Quelles sont les particularités de vos tricoteuses Chambord AccuKnitter 400?
De nos jours, il reste six producteurs de tricoteuses circulaires dans le monde, mais ce sont toutes des usines. Certaines les fabriquent en aluminium, alors que les anciennes étaient en fonte, donc plus résistante. De notre côté, nous achetons d’une fonderie locale à Waterloo le matériel de base pour cylindres et côteleurs en fonte. Ensuite, avec des machines programmées, Dave grave les détails, dont le nombre de rainures désirées sur le cylindre. C’est ce qui détermine le nombre de mailles. Le reste des pièces est en acier, dont les aiguilles à clapet que nous faisons venir de Corée. Lorsqu’ils commandent, nos clients peuvent choisir la couleur et le nombre d’aiguilles. Aussi, chaque machine a une plaque en laiton où l’on grave un nom ou un message choisi par l’acheteur. C’est artisanal et personnalisé.

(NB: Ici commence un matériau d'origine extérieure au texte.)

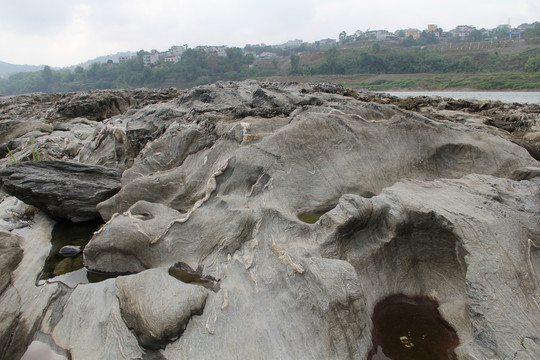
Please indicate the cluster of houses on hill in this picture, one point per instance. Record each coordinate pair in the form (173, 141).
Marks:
(461, 32)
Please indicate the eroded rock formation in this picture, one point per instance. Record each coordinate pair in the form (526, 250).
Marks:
(435, 202)
(64, 190)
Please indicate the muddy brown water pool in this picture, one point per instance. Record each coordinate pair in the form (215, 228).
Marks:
(66, 269)
(411, 328)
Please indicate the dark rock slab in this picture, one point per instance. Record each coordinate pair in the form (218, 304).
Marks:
(62, 189)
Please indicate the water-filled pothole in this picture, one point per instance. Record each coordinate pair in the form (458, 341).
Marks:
(311, 217)
(68, 268)
(411, 328)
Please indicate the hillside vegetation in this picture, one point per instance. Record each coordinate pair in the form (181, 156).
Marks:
(477, 65)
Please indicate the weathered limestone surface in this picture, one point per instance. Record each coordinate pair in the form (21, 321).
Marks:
(63, 189)
(436, 202)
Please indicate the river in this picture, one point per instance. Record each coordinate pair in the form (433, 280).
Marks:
(524, 97)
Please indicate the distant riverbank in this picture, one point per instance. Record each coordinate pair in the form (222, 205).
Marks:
(523, 97)
(510, 81)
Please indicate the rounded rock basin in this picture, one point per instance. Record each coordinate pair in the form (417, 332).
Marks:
(411, 328)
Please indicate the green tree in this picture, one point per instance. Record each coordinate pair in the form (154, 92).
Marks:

Y a-t-il une forte demande?
Oh, oui! C’était un projet de retraite au départ, mais on peut dire qu’on a été victime de notre succès. En fait, on ne fournit pas à la demande! On a 1 500 clients à travers le monde. Dave a vendu 115 machines neuves, dont certaines au Japon et en Allemagne. Cependant, notre objectif premier demeure de sauver ce patrimoine historique. Tant d’entre elles ont été envoyées à la ferraille, c’est vraiment dommage. On veut donc prioriser la fabrication de pièces et la restauration. La pandémie, le bouche-à-oreille, puis les réseaux sociaux ont vraiment offert un second souffle à cette belle et pratique machine. Malheureusement, les acheteurs de machines neuves se retrouvent dans une longue liste d’attente. On garde quand même espoir en espérant bien trouver une relève.